Croxley shook his head. What on earth had Power done with the box? He didn’t drive so it wasn’t in the boot of his car. It had to be somewhere.
Croxley opened an email to reply to Vittoria Devine.
Whatever he was going to do about these amulets, he needed to come up with a solution damn quick. He really didn’t know how much longer he could stall Sergei for. Maybe this painting really was a currency he could use.

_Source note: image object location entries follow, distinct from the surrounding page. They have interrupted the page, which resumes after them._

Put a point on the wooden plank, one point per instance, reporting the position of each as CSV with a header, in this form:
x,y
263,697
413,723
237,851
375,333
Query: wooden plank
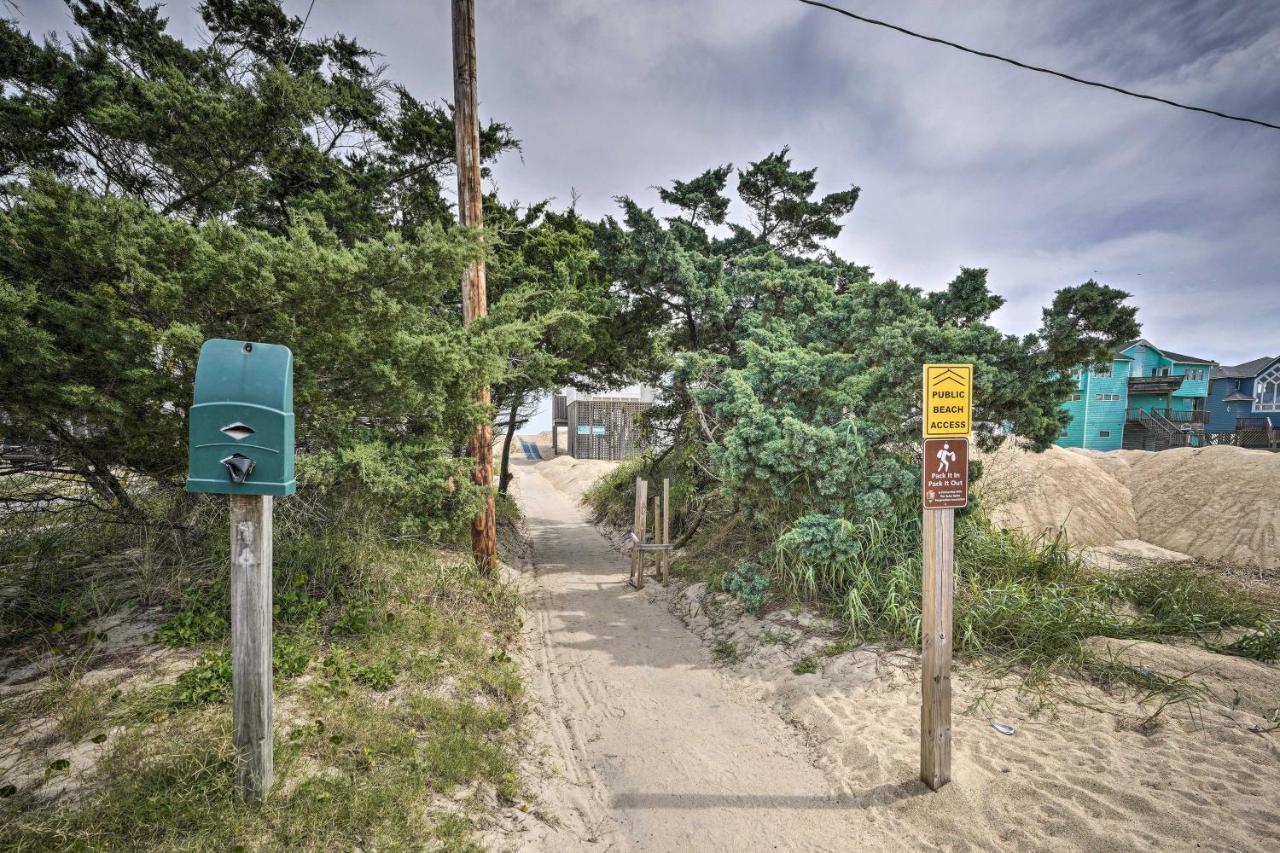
x,y
251,643
657,534
666,527
635,523
936,648
641,527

He might be bargaining for his life.
Chapter 16
‘LILY POWER, you’re a magician.’ Lily spoke out loud, smiling to herself as she leaned in closer to the pair of 4K monitors on the desk in front of her, scanning the image she’d been working on. Marcus Devine smiled back at her. Beside him, apparently in the cockpit of a Boeing 787, was an Italian escort by the name of Bellissima Serata. She wasn’t Italian at all – she was Romanian – and she had achieved her fame via a dubious track of dating the right people and winding up on a reality TV show about a select London borough that Lily doubted she’d ever visited in daylight. But she was writing a tell-all memoir – Stripped Back: Sex, Scandal and Secrets – purporting to be a ‘true account’ of her many tabloid relationships. It was amazing what you could find on the Internet when you started to look. Lily had to give it to her, though: she was a beautiful girl. A beautiful girl who undoubtedly loved publicity.